Returns the status of the batch job

Parameters
  • conf (dict) – A dict containing configuration of batch scheduler

  • job_id (int) – ID of the job

Returns

current status of the job

Return type

str

sdpbenchmarks.utils.get_project_root()[source]

Get root directory of the project

Returns

Full path of the root directory

Return type

str

sdpbenchmarks.utils.get_sockets_cores(conf)[source]

Returns the number of sockets and cores on the compute nodes. For interactive runs, lscpu can be used to grep the info. When using the script to submit jobs from login nodes, lscpu cannot be used and sinfo for a given partition is used.

Parameters

conf (dict) – A dict containing configuration settings

Returns

Number of sockets on each node, number of physical cores on each node (num_socekts * num_cores per socket), number of threads inside each core

Return type

list

Raises

KeyNotFoundError – An error occurred if key is not found in g5k dict that contains lscpu info for different clusters

sdpbenchmarks.utils.load_modules(module_list)[source]

This function purges the existing modules and loads given modules

Parameters

module_list (str) – List of modules to load

sdpbenchmarks.utils.log_failed_cmd_stderr_file(output)[source]

This method dumps the output to a file when command execution fails

Parameters

output (str) – stdout and stderr from execution of command

Returns

Path of the file

Return type

str

sdpbenchmarks.utils.pull_image(uri, container_mode, path)[source]

This pulls the image from the registry. It returns error if image is not pullable

Parameters
  • uri (str) – URI of the image

  • container_mode (str) – Docker or Singularity container

  • path (str) – Path where image needs to be saved (only for singularity). It will overwrite if image already exists.

Returns

0 - OK 1 - Not OK

Return type

int

sdpbenchmarks.utils.reformat_long_string(ln_str, width=70)[source]

This method reformats command string by breaking it into multiple lines.

Parameters
  • ln_str (str) – Long string to break down

  • width (int) – Width of each line (Default is 70)

Returns

Same string in multiple lines to ease readability

Return type

str

sdpbenchmarks.utils.standardise_output_data(bench_name, conf, param, metrics)[source]

This method saves all the data of the benchmark run in json format. The aim is to put all the info tp be able to reproduce the run.

Parameters
  • bench_name (str) – Name of the benchmark

  • conf (dict) – A dict file containing all configuration info

  • param (dict) – A parameter dict file

  • metrics (dict) – Dict file containing all the metric data

Raises

KeyNotFoundError – An error occurred while looking for a key in conf or param

sdpbenchmarks.utils.submit_job(conf, job_id)[source]

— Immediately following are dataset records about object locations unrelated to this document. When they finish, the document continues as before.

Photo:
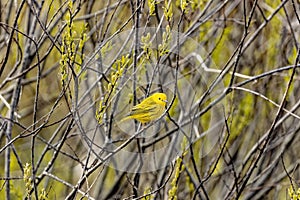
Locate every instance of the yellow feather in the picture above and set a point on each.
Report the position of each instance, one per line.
(149, 109)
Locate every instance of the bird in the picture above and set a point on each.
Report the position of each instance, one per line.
(149, 109)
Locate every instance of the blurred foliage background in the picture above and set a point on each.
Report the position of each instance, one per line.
(68, 74)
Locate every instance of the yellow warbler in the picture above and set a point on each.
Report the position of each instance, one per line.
(149, 109)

This method submits job to the scheduler

Parameters
  • conf (dict) – A dict containing all parameters needed for job submission

  • job_id (int) – Job ID of the previous job. In case of dependent jobs, this is necessary

Returns

ID of the submitted job

Return type

int

sdpbenchmarks.utils.sweep(parameters)[source]

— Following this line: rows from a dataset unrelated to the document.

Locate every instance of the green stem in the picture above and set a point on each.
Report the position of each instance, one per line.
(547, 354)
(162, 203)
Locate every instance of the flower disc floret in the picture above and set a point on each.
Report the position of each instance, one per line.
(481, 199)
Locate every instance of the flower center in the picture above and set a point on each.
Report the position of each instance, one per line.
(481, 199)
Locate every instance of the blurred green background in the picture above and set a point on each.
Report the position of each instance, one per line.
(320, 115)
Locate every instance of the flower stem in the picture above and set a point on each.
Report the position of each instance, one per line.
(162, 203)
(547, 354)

This method accepts a dict with possible values for each parameter and creates a parameter space to sweep

Parameters

parameters (dict) – A dict containing parameters and its values

Returns

All possible combinations of the parameter space

Return type

list

sdpbenchmarks.utils.which(cmd, modules)[source]

This function loads the given modules and returns of path of the requested binary if found or None

Parameters
  • cmd (str) – Name of the binary

  • modules (str) – modules to load

Returns

Path of the binary or None if not found

Return type

str

sdpbenchmarks.utils.write_oar_job_file(conf_oar)[source]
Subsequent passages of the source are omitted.